If you're looking to raise money for your startup, equity crowdfunding should be an option you strongly consider.
With businesses shifting further into the online space, the connection between businesses and consumers has never been closer. According to a study by Pew Research, nearly 80 percent of Americans shop online.
Just as the online purchasing process has facilitated an easier B2C connection, many startups now are looking to the online space for investment opportunities. Through a process called equity crowdfunding, startups are finding new, engaging and effective ways to find funding without having to run around to banks and investment firms trying to pitch their way to a dollar.
Equity crowdfunding is a practice that came about as recently as 2009. Also referred to as investment crowdfunding or crowdinvesting, equity crowdfunding is an unlisted business opening up early-stage investing opportunities to, well, the crowd.
This is often done through crowdfunding sites, such as Indiegogo or Crowdfunder. Essentially, equity crowdfunding opens up the investing process. Where investment opportunities used to be limited to big firms and venture capitalists, equity crowdfunding lets the actual consumers of the product get in on the action.
Now, as the owner of a startup, you may be wondering what value there is in inviting consumers to invest in your business, when far greater sums of money can be found in looking to venture capitalists, banks and other high-powered sources. Equity crowdfunding can, however, benefit your business in ways that the traditional funding pursuit cannot.
These are a few of the key positives of equity crowdfunding, and why your startup should seriously consider it.
You'll find loyal customers
What will make customers feel more invested in your business than actually investing in your business? Take, for example, hotel booking site Baarb, which has employed equity crowdfunding not only to fund its business, but to build up a loyal customer base.

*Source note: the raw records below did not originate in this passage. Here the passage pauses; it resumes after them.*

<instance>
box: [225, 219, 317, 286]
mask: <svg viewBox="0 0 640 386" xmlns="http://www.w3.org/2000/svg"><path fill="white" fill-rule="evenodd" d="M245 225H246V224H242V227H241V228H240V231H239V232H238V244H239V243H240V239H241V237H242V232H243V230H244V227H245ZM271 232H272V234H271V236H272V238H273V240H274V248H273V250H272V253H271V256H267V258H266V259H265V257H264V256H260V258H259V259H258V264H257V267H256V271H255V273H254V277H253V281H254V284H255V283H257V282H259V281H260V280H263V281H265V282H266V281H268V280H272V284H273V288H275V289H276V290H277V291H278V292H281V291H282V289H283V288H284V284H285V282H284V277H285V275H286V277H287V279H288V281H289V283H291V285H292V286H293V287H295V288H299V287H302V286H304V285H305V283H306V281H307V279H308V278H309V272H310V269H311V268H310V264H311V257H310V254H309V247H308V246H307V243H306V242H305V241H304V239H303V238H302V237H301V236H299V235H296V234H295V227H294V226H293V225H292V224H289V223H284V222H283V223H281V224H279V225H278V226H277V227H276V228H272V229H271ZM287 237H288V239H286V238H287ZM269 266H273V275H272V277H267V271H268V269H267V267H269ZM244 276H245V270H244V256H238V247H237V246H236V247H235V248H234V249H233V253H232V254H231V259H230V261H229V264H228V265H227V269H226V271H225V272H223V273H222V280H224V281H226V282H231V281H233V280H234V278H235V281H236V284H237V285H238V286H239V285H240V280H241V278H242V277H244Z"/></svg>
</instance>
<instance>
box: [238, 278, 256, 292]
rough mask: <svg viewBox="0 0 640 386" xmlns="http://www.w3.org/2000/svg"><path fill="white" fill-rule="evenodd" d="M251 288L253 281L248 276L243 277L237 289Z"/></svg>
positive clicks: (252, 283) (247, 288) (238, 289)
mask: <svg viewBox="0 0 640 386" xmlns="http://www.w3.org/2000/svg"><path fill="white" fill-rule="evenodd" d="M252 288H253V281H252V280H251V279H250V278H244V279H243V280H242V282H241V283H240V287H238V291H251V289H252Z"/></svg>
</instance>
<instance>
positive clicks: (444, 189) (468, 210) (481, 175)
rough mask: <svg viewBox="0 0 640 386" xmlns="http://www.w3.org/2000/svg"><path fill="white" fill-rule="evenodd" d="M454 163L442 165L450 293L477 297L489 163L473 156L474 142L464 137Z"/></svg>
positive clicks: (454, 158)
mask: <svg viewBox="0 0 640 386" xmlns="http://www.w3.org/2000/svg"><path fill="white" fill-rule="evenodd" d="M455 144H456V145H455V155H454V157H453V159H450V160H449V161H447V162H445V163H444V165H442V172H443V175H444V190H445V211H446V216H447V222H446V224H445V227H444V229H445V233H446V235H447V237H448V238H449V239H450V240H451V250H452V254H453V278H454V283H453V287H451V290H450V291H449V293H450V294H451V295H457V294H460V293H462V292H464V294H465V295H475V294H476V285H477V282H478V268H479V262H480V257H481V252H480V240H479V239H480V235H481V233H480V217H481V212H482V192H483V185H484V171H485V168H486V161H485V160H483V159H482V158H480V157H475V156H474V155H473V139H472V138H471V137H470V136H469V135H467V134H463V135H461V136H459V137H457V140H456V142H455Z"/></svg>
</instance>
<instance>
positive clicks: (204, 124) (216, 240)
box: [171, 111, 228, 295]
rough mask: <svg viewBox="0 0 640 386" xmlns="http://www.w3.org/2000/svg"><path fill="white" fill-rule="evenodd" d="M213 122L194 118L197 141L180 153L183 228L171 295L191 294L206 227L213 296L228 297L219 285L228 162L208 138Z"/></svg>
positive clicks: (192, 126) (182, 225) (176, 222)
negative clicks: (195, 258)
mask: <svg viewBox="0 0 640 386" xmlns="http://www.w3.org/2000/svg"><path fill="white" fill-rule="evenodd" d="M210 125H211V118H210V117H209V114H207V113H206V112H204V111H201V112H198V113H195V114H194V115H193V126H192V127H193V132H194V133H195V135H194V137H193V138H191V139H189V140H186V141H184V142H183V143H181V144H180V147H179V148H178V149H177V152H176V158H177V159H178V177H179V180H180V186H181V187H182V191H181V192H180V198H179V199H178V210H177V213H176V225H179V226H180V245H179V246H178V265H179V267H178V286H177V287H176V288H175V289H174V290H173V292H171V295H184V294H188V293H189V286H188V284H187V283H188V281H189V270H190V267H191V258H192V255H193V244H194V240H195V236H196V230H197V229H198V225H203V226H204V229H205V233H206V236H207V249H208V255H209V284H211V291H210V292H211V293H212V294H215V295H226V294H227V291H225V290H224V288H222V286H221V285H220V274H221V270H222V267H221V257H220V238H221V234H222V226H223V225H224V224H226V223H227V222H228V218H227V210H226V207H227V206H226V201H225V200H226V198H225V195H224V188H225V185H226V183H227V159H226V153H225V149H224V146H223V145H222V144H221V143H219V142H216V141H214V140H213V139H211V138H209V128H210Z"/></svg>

Additionally, once Baarb opened itself up to the equity crowdfunding process, it was able to quickly gauge its market. The company knew who was interested and could tailor the marketing experience to them. So not only did it create a customer base that felt a personal connection to its success, but it gained an insightful picture as to who its target audience was.
You won't leave empty-handed
While an equity crowdfunding effort may not bring in millions of dollars in one fell swoop, it won't leave you dry. As long as your business has a strong initial customer base and enough appeal to draw in new consumers, you shouldn't have much of a problem bringing in at least some funding.
Most companies that turn to equity crowdfunding are on the younger side, meaning that they would be likely to run into difficulties should they try to obtain a bank loan. With equity crowdfunding, all you need is a decent social media presence and a great product, and you're good to go!
Amidst all the talk of unicorns, Shark Tank and Silicon Valley startups, it can be easy to assume that, with just the right pitch, your startup can be the next recipient of a windfall investment. The truth is that less than 1 percent of startups receive this type of funding. By turning to equity crowdfunding, you'll gain secure funding that can give your business that initial boost.
You remain in control
This is perhaps the biggest benefit of equity crowdfunding – you're beholden to nobody. That's not to say that you shouldn't reward your investors; indeed, without making some promise of eventual reward for investing, you'll be unlikely to gain the hard-earned dollars of even your most loyal customer.
For example, you can use your crowdfunding campaign to promise deals, insider info and the chance to get early product drops, as did activity tracker maker Misfit Shine. This gives your investors more incentive to act quickly and, if you follow Misfit's template of a tiered investment and rewards platform, to contribute a greater sum than they would have otherwise.
It's never going to be easy to fund your startup. No matter what investment route you take, there will always be some risk involved. With equity crowdfunding, though, you remain in control of your investments while building up a loyal customer base and carving out a clear vision of your target audience.